Still Life

Don't ignore the quiet ones; this film hides a tenderness and humanity that is extraordinarily powerful.
Tom Clift
Published on July 28, 2014

Overview

You might not know the name Eddie Marsan, but odds are you'd recognise his face. With a list of film credits that includes The World's End, War Horse, V for Vendetta as well as the Mission: Impossible and Sherlock Holmes franchises, he's the kind of unflashy, underappreciated character actor who disappears into whatever role he's given. Still Life, the new film from Full Monty producer Uberto Pasolini, marks a rare opportunity for Marsan to take centre stage.
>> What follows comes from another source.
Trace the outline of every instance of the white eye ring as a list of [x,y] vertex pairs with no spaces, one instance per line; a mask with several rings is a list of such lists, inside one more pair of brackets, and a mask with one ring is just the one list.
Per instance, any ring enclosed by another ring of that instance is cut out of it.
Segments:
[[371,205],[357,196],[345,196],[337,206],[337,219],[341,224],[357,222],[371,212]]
The result is so beautifully affecting you'll wonder why it doesn't happen more often.

Indeed, Marsan's part in Still Life feels like the one he was born to play. A middle-aged London municipal officer, John May's job is to see to the affairs of people who have recently died. He goes about his work with minimal fuss and in return gets little thanks for his efforts. He's a quiet man, dignified but lonely, and seemingly more comfortable around the dead than he is the living.
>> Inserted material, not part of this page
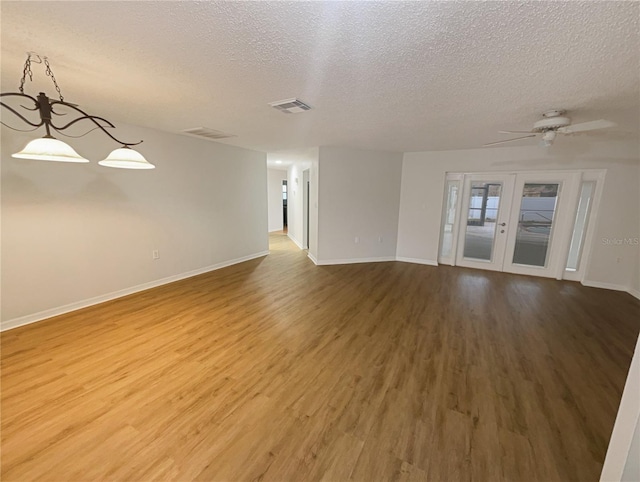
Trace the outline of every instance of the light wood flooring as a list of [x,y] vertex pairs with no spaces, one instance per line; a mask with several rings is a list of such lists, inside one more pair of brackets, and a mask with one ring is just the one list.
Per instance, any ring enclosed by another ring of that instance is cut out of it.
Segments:
[[640,301],[271,243],[3,333],[2,480],[598,480]]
Early on in the film, May's smarmy new boss calls him into his office and informs him that he'll be downsized out of a job. May, being the man that he is, doesn't protest, only asking that he be able to finish his last case: tracking down the relatives of a grizzled military serviceman who just happened to reside in the same crumby apartment block as he does.
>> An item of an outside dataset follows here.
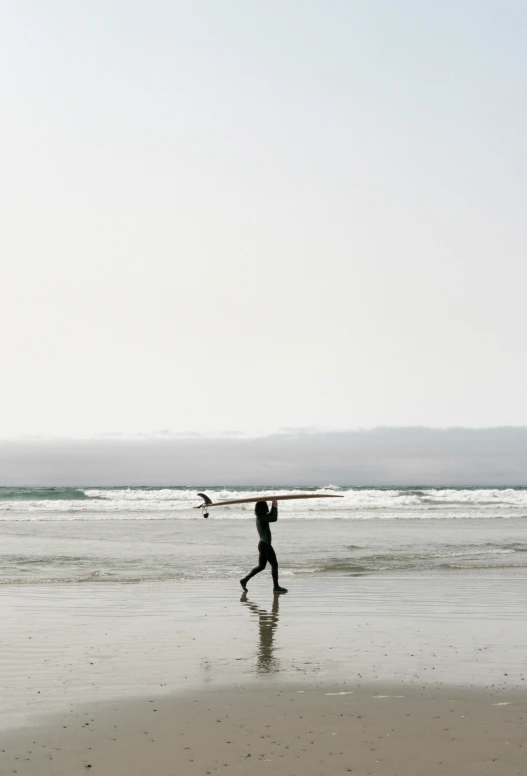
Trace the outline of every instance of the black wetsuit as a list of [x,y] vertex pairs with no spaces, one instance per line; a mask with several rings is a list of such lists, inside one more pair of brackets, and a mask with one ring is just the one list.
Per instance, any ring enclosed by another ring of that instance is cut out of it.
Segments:
[[260,571],[263,571],[269,561],[271,564],[274,586],[275,588],[278,588],[278,561],[276,559],[276,553],[271,545],[272,537],[271,529],[269,528],[269,523],[276,523],[277,520],[277,507],[273,507],[267,515],[256,515],[256,529],[260,537],[260,541],[258,542],[258,565],[245,577],[245,584],[247,584],[255,574],[259,574]]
As the title suggests, Still Life isn't particularly fast paced. Concerned with the sad, solitary minutiae of everyday life, Pasolini's direction is intentionally reserved — the drab whites, greys and blues of May's office and empty flat a reflection of his unremarkable life.

Yet the film is not boring or bleak; on the contrary, Still Life possesses a tenderness and humanity that is extraordinarily powerful. It's a film that celebrates selfless acts of kindness, and going beyond the call of duty because it's simply the right thing to do. A few moments skew towards mawkishness, admittedly, but for the most part the balance is just right.

In a turn that pays tribute to thousands of unremembered lives, Marsan's performance could hardly be more perfect. It's in large part thanks to his wonderful work that Still Life resonates to the degree that it does. If more filmmakers entrusted their projects to actors like Marsan, their movies would be all the better for it.